Тут вперед выступил самоубийца Чибис и с улыбкой спросил:
— А в параше не смотрел?
— В параше? — Петя выпустил Энгельса, и тот с неожиданно тяжелым стуком пришел, как говорят циркачи, на ноги. — В параше, говоришь? Хороший вопрос. Фома! Сунь-ка Холеру в парашу, пусть поплавает. Ну? Чего уставился, криворожий?
— Не надо, Коля, Коленька, не надо, — шептал обмерший тенор, но Фома встал, шевеля плечами, подошел и вдруг даже без размаха ткнул Безухого в глаз, отчего тот упал практически бездыханным.
— Нельзя дразниться «криворожий», — сказал поучительно и вернулся к Кукушкину на койку, где, присев рядом с влюбленным, раскурил, наконец, коричневую сигаретку с длинным сладким фильтром, которыми Эдик баловался иногда в мирной жизни и припас на черный день.

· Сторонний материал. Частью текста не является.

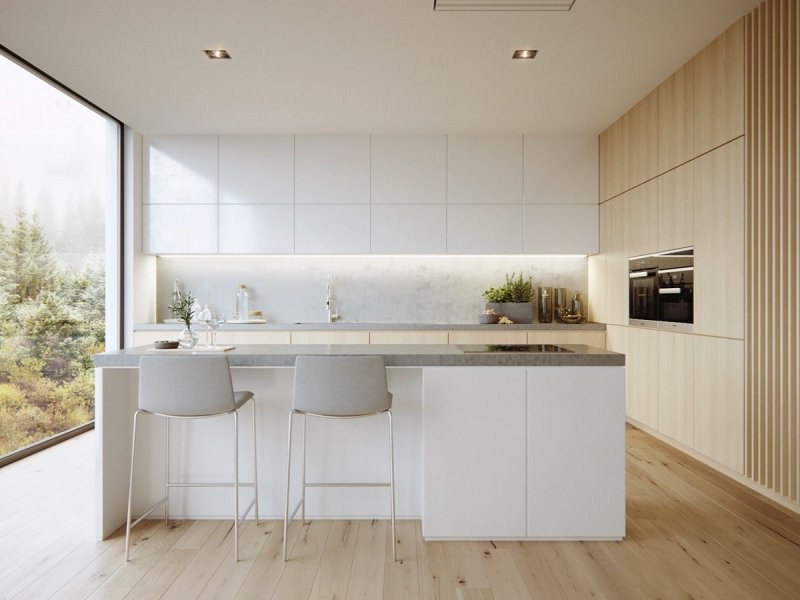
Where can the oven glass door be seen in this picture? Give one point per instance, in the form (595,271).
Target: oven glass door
(643,303)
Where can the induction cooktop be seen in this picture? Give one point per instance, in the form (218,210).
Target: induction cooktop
(535,348)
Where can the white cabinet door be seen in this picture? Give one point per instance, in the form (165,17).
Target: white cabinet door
(560,169)
(332,169)
(331,229)
(474,452)
(484,169)
(576,452)
(484,229)
(409,169)
(256,228)
(409,229)
(561,229)
(256,169)
(180,169)
(179,229)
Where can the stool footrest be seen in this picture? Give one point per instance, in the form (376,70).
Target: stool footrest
(151,509)
(209,485)
(346,484)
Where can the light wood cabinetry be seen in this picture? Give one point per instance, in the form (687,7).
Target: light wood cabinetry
(676,119)
(641,219)
(408,337)
(642,141)
(676,208)
(330,337)
(487,337)
(642,373)
(718,79)
(719,242)
(590,338)
(675,353)
(474,463)
(719,400)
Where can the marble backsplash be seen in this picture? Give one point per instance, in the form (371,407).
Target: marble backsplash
(367,289)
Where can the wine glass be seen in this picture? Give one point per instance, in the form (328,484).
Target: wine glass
(213,324)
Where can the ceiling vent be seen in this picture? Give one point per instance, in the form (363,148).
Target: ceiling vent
(502,4)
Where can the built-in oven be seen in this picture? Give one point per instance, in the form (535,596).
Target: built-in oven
(661,287)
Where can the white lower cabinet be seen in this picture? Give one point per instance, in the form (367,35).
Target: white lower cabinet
(576,452)
(474,452)
(527,452)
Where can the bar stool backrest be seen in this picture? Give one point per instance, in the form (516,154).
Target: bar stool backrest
(341,386)
(185,386)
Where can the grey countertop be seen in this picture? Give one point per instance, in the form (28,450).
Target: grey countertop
(346,326)
(396,355)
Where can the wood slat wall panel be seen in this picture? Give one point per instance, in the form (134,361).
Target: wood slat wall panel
(772,357)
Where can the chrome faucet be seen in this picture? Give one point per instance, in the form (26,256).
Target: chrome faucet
(332,316)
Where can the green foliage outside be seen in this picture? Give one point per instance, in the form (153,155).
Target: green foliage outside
(51,322)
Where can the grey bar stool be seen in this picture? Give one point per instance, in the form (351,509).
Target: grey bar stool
(338,387)
(191,387)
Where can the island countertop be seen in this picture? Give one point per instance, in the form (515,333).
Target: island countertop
(395,355)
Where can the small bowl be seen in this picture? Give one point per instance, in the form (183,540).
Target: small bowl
(165,345)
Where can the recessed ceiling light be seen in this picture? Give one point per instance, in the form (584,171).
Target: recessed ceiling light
(217,53)
(502,4)
(525,54)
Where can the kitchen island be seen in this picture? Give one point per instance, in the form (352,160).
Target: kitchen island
(501,442)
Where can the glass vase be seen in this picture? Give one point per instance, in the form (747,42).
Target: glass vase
(187,338)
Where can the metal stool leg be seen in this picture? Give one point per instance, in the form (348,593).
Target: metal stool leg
(236,486)
(130,490)
(166,478)
(288,479)
(303,497)
(391,482)
(255,463)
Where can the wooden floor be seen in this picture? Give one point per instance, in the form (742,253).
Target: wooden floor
(691,534)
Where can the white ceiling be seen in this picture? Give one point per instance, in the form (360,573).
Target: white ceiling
(360,66)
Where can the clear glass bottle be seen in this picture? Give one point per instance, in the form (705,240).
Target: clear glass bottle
(242,303)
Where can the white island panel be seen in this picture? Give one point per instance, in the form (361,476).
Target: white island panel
(474,436)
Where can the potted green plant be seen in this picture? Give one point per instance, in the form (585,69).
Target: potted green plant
(513,299)
(181,309)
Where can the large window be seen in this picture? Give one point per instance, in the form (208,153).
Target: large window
(59,198)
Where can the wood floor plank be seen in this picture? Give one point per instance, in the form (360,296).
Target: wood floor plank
(401,577)
(369,561)
(300,570)
(195,575)
(262,579)
(336,562)
(230,575)
(87,580)
(434,582)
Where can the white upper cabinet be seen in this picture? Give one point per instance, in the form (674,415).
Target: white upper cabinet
(409,229)
(409,169)
(484,169)
(561,229)
(256,169)
(256,229)
(560,169)
(180,169)
(484,229)
(331,229)
(332,169)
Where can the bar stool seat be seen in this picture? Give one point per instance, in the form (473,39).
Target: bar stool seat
(191,387)
(338,387)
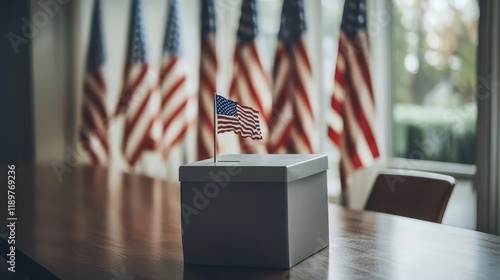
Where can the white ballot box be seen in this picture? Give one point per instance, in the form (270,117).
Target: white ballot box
(254,210)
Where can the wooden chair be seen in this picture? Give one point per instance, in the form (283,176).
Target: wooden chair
(414,194)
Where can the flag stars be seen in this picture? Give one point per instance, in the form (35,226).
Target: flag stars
(248,27)
(207,17)
(172,34)
(292,21)
(354,18)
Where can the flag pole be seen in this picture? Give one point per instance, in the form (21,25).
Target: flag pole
(215,127)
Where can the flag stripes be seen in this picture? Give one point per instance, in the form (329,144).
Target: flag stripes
(172,86)
(242,120)
(292,122)
(93,132)
(140,100)
(250,84)
(350,122)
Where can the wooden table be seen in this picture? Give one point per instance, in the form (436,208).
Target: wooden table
(99,224)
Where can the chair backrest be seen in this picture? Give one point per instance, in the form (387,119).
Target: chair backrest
(414,194)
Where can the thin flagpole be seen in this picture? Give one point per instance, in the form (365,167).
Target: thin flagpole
(215,127)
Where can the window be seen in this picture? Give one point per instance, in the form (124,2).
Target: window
(434,79)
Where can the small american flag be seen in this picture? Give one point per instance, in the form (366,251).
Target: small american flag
(232,116)
(208,74)
(292,121)
(93,134)
(350,124)
(250,84)
(172,85)
(140,99)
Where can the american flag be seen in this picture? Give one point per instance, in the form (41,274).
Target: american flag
(172,85)
(350,124)
(292,121)
(208,74)
(232,116)
(93,133)
(250,84)
(140,99)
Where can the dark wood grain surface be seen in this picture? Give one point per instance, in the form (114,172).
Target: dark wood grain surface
(100,224)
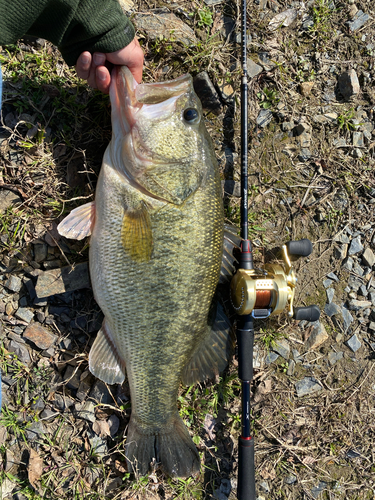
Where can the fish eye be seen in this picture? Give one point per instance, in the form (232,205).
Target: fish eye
(191,115)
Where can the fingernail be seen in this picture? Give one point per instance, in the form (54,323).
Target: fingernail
(99,59)
(101,74)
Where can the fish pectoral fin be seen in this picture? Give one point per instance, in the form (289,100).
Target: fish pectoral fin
(104,360)
(211,356)
(136,234)
(79,223)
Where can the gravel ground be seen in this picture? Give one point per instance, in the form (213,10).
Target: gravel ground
(311,160)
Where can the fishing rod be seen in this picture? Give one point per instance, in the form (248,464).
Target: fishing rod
(257,294)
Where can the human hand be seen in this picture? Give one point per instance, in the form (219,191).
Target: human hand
(92,67)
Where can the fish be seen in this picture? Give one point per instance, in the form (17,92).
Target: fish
(158,249)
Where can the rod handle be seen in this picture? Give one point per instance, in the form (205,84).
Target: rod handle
(310,313)
(300,248)
(246,469)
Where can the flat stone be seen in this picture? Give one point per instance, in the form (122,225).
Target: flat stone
(161,23)
(359,19)
(13,283)
(332,309)
(86,411)
(368,257)
(347,317)
(330,294)
(282,348)
(24,314)
(353,343)
(333,357)
(307,385)
(253,69)
(317,336)
(356,305)
(349,84)
(264,118)
(8,199)
(66,279)
(355,246)
(40,336)
(20,350)
(206,92)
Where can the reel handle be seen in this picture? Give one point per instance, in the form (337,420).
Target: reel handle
(300,248)
(310,313)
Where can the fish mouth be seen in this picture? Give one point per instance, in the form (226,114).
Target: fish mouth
(153,100)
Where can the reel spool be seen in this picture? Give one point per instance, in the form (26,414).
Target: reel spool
(265,292)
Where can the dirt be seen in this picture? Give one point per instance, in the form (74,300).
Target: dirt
(54,133)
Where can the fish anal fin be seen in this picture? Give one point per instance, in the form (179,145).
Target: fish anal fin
(104,361)
(212,355)
(79,223)
(136,234)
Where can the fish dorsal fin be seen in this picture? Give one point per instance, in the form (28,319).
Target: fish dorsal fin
(212,355)
(231,241)
(104,361)
(136,234)
(79,223)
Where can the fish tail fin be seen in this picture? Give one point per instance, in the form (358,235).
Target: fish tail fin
(171,447)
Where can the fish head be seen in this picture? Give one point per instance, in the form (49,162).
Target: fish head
(159,141)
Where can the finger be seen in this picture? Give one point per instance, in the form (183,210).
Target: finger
(83,65)
(103,79)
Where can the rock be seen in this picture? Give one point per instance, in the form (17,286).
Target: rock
(308,385)
(317,336)
(161,23)
(282,348)
(333,357)
(359,19)
(40,336)
(332,309)
(349,84)
(368,257)
(356,305)
(330,294)
(21,351)
(13,283)
(264,118)
(40,252)
(253,69)
(353,343)
(355,246)
(347,317)
(207,93)
(8,199)
(86,411)
(24,314)
(66,279)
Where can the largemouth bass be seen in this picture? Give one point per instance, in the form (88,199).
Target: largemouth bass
(156,251)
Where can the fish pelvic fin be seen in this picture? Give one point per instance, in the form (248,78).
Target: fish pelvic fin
(104,361)
(136,234)
(211,356)
(79,223)
(231,241)
(170,447)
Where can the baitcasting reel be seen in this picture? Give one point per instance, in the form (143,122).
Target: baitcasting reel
(263,292)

Самолюбивый Фома повертел в пальцах красную пачку, прочел по слогам: — «Но-пе-у»… Это что ж за нопеу такое?
— «Honеy»… — нежно засмеялся Кукушкин. — Хани, Коля, сладкий…
— Точно, сладкая… — ухмыльнулся циклоп, сладко затягиваясь.

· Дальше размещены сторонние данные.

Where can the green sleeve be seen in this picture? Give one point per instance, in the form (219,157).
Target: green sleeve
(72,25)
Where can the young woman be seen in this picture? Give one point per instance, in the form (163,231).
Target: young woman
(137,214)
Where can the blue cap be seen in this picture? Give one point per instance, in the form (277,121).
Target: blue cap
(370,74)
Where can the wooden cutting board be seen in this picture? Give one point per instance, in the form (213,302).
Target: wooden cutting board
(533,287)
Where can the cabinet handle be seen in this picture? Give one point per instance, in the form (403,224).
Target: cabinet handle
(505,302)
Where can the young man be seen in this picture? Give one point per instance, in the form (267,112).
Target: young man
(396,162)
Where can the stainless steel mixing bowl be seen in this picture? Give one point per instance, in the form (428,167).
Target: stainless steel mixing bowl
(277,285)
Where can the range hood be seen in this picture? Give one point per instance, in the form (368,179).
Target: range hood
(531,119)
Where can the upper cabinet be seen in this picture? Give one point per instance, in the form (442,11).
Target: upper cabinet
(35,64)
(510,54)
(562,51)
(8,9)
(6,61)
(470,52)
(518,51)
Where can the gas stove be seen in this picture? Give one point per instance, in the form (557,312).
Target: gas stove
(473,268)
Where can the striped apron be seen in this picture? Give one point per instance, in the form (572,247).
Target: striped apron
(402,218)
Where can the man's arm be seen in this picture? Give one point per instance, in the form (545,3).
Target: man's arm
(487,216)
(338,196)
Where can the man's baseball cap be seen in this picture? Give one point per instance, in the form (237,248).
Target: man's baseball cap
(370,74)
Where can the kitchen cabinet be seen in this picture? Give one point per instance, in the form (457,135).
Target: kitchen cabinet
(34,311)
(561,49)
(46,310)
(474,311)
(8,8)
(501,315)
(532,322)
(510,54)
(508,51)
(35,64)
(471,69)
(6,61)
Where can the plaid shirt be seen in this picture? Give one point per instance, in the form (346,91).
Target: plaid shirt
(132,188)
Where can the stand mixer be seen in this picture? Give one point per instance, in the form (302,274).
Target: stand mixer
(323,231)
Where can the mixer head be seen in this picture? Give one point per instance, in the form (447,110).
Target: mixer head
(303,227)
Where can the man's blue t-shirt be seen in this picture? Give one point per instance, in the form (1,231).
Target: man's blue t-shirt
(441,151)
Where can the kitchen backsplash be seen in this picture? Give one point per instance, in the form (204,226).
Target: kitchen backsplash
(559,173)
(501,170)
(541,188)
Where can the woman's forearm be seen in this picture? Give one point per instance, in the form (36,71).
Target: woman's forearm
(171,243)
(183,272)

…А ранним утром, еще до завтрака (если можно так выразиться), пришел сам Касторский.
— Сигнализировали, — пропищал главный, — что ночью была тут у вас, будем говорить, буза. Не забрали ваше драгоценное дерьмо? Ах, какие мы нежные. Вот у героя, я вижу, фингал. Имело место рукоприкладство? Или сам, будем говорить, дюбнулся?
— Сам, — скрипнул в тишине зубами Безухий.
— Значить так. Если повторится, всех перевожу на спецдиету по типу карцера. Сухари с водой и никакой мобильной связи. Курортники. С вывозом фекалий пока придется обождать. Услуга подорожала, а в стране кризис. В курсе? Будем, значить, изыскивать резервы. Покаместь стараемся испражняться экономней. Чибисов, как понял?
— Не понял, — буркнул Чибис, которого от холерной вакцины, а может, и просто с голодухи заперло наглухо и безнадежно, что в сложившихся обстоятельствах было не так уж и плохо.
— Ну и славно, — подытожил Платон и, дико подмигнув Фоме, удалился.
То ли догадался об авторстве фингала, то ли импонировала ему фашистская символика Колиного татуажа… Чужая душа — потемки.
— Спрашиваю последний раз. Выпишешь Всеволода или нет?
— Раиса Вольфовна, — чуть не плакал Касторский, — не мучай ты меня! Попрут же в три шеи, если нарушу карантин! Ну, сколько ты хочешь?